Predictive Analytics Notes

Table of Content

PHASE 1: INTRODUCTION TO PREDICTIVE ANALYTICS

PHASE 2: SUPERVISED LEARNING - REGRESSION

PHASE 3: SUPERVISED LEARNING - CLASSIFICATION

PHASE 4: UNSUPERVISED LEARNING

PHASE 5: DIMENSIONALITY REDUCTION & NEURAL NETWORKS

PHASE 6: MODEL PERFORMANCE & ENSEMBLE METHODS

🔵 PHASE 1: INTRODUCTION TO PREDICTIVE ANALYTICS

1️⃣ What is Predictive Analytics?

Predictive Analytics = Using historical data to predict future outcomes.

Example:

Predict house price
Predict student performance
Predict loan default
Predict customer churn

💡 Engineering analogy:

Think of it like this:

You observe system behavior over time
You detect pattern
You create equation
You predict next value

Just like signal processing.

2️⃣ What is Machine Learning?

Machine Learning = Giving computer ability to learn patterns from data without explicitly programming rules.

Traditional Programming:

Input + Rules → Output

Machine Learning:

Input + Output → Model → Predict future Output

3️⃣ Types of Machine Learning (From Your Syllabus)

🔹 Supervised Learning

(Data has labels)

Example:

House size → price
Email → spam/not spam

🔹 Unsupervised Learning

(No labels)

Example:

Customer segmentation
Grouping similar products

🔹 Reinforcement Learning

(Not in your syllabus but good to know)

Agent learns by reward & punishment.

4️⃣ Data Preprocessing (VERY IMPORTANT – 40% of real work)

Raw data is messy.

Real-world data contains:

Missing values
Outliers
Noise
Inconsistent format

🔹 Handling Missing Data

Options:

Remove rows
Fill with mean
Fill with median
Fill with mode

🔹 Encoding Categorical Variables

Machine understands numbers, not text.

Example:

Gender:

Male → 0
Female → 1

🔹 Normalization

Used when scale differs.

Example:

Age → 18 to 60
Salary → 10,000 to 5,00,000

If not normalized → model becomes biased.

5️⃣ Exploratory Data Analysis (EDA)

EDA means: Understanding data before modeling.

We use:

Mean
Median
Standard deviation
Correlation
Histograms
Boxplots

6️⃣ Correlation (Very Important for Regression Later)

Correlation measures: How strongly two variables are related.

Value range:

+1 → perfect positive
0 → no relation
-1 → perfect negative

Example:

Study hours vs marks → positive
Speed vs time → negative

🔵 PHASE 2: SUPERVISED LEARNING – REGRESSION

This is where math meets data.

Regression = predicting continuous values.

Examples:

House price
Temperature
Sales forecast
Stock value

1️⃣ What is Regression?

Regression is used when output is numerical.

Example:

House Size	Price
1000 sq ft	20L
1500 sq ft	30L
2000 sq ft	40L

We want to find a function:

y = f(x)

Where:

x = input
y = output

2️⃣ Simple Linear Regression (SLR)

The most basic regression model.

Formula:

y = mx + c

Where:

m = slope
c = intercept

This equation gives us a straight line.

What Does Slope (m) Mean?

Slope tells: How much y changes when x increases by 1.

Example:

If m = 5

Then for every 1 unit increase in x, y increases by 5.

What is Intercept (c)?

When x = 0

y = c

It is starting value.

3️⃣ Assumptions of Linear Regression (Interview Important)

Linearity
Independence
Homoscedasticity
Normal distribution of errors

Don't memorize blindly.
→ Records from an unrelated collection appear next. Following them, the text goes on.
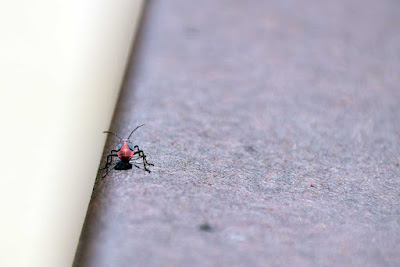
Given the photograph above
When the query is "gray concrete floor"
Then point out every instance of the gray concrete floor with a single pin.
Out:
(274, 127)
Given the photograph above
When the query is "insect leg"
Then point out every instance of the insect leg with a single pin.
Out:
(143, 156)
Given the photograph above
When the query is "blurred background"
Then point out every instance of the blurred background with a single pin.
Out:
(273, 126)
(61, 64)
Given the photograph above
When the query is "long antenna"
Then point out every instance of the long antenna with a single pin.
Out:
(113, 134)
(135, 130)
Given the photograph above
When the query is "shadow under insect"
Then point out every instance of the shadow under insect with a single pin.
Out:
(124, 156)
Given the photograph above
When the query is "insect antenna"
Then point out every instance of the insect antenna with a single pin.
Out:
(113, 134)
(135, 130)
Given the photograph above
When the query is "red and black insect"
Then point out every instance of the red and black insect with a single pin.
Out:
(127, 154)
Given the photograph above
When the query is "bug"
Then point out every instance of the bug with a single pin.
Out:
(127, 154)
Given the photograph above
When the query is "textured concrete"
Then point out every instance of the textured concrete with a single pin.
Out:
(275, 130)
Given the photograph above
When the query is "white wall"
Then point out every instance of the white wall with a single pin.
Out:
(61, 66)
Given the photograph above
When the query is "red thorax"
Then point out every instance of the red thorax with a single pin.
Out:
(125, 153)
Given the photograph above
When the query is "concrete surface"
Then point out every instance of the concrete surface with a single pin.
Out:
(275, 130)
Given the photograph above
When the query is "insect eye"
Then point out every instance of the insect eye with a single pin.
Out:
(130, 145)
(118, 147)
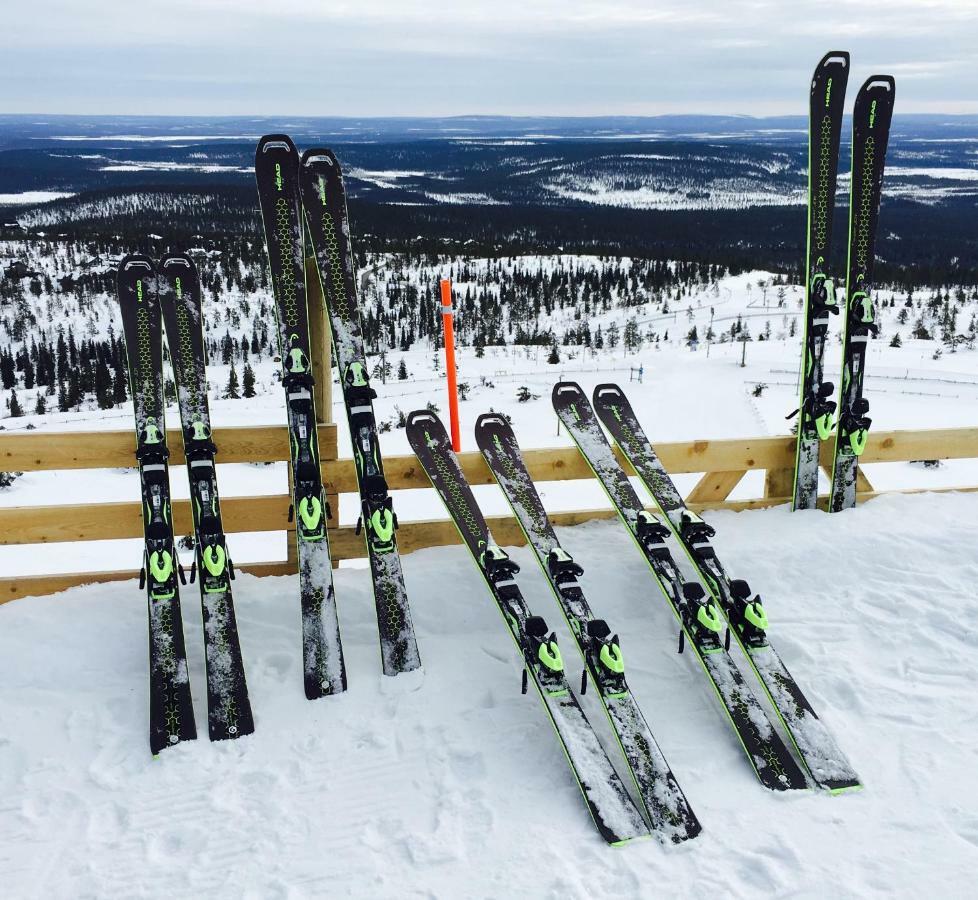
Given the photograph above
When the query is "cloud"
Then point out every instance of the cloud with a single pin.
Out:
(378, 57)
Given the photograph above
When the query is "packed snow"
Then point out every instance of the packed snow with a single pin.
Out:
(458, 788)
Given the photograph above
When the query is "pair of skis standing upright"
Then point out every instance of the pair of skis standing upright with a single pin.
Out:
(297, 196)
(871, 117)
(151, 296)
(707, 619)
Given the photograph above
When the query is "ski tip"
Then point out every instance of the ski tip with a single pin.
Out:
(421, 417)
(845, 789)
(607, 391)
(136, 262)
(174, 262)
(880, 84)
(564, 389)
(275, 144)
(488, 421)
(320, 155)
(835, 59)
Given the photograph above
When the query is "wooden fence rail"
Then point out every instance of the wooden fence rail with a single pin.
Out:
(724, 462)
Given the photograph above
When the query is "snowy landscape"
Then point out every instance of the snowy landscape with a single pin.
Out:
(451, 784)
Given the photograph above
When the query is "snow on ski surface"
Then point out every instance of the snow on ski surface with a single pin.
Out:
(459, 788)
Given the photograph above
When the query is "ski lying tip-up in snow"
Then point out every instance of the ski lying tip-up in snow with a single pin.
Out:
(665, 804)
(826, 104)
(700, 620)
(171, 711)
(228, 707)
(745, 616)
(871, 116)
(327, 224)
(613, 811)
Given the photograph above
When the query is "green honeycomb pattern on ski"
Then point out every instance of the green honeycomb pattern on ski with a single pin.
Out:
(863, 235)
(822, 199)
(168, 664)
(288, 291)
(459, 502)
(338, 288)
(392, 607)
(187, 378)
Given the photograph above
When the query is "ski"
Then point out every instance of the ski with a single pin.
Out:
(228, 707)
(277, 175)
(746, 617)
(870, 133)
(700, 621)
(816, 406)
(663, 799)
(613, 811)
(324, 201)
(171, 711)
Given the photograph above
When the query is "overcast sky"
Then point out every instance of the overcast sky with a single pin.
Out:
(560, 57)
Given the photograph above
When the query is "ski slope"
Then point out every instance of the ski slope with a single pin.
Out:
(455, 786)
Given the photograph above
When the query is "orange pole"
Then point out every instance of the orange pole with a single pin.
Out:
(447, 318)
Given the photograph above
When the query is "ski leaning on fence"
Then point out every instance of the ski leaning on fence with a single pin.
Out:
(871, 117)
(700, 621)
(614, 813)
(816, 406)
(663, 799)
(324, 201)
(171, 712)
(277, 174)
(228, 707)
(745, 615)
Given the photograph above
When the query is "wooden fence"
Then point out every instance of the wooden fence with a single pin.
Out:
(725, 463)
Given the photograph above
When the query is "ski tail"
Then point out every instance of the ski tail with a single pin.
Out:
(816, 408)
(665, 804)
(228, 704)
(871, 117)
(327, 224)
(612, 810)
(171, 709)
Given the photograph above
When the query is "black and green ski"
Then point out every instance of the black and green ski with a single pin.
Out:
(228, 707)
(816, 407)
(327, 223)
(701, 623)
(171, 711)
(871, 117)
(745, 615)
(613, 811)
(663, 798)
(277, 175)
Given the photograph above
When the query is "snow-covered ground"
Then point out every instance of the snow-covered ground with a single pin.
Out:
(458, 789)
(685, 395)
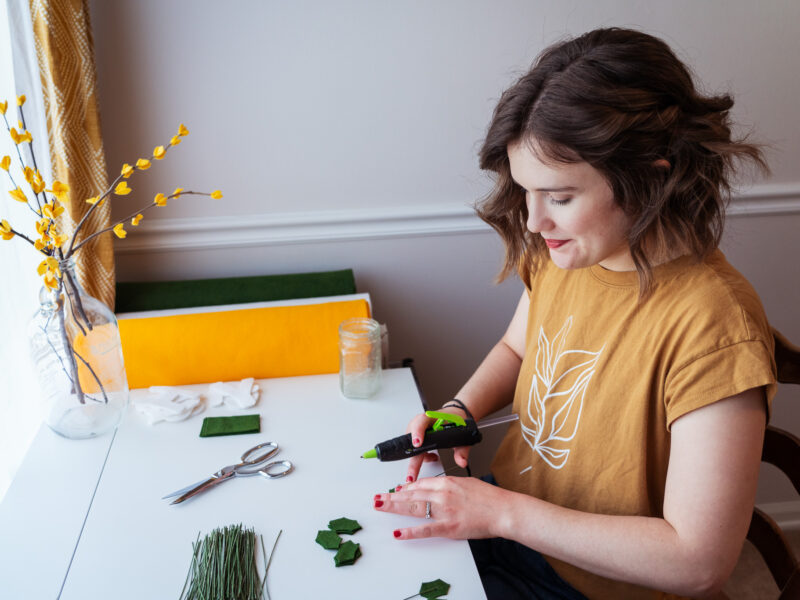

Understand logic.

4️⃣ Multiple Linear Regression (MLR)

Now instead of one input, we have many.

Formula:

y = b₀ + b₁x₁ + b₂x₂ + b₃x₃ + ...

Example:

Predict house price using:

Size
Bedrooms
Location score

More realistic model.

5️⃣ Polynomial Regression

Sometimes relationship is not straight line.

Example:

Growth curves
Engineering stress-strain curves

Then equation becomes:

y = a + bx + cx²

Still regression. But curve instead of line.

6️⃣ Logistic Regression (Classification but in Regression Unit)

Despite name "regression", it is used for classification.

Used for:

Yes / No
Pass / Fail
Spam / Not Spam

Output range: 0 to 1

Uses sigmoid function:

σ(z) = 1 / (1 + e⁻ᶻ)

Graph looks like S-curve.

7️⃣ Ordinary Least Squares (OLS)

Core idea:

Find line that minimizes squared error.

Error = actual - predicted

OLS minimizes:

Σ(y - ŷ)²

Why square?

Avoid negative cancellation
Penalize large errors more

8️⃣ Error Metrics (VERY IMPORTANT FOR EXAM)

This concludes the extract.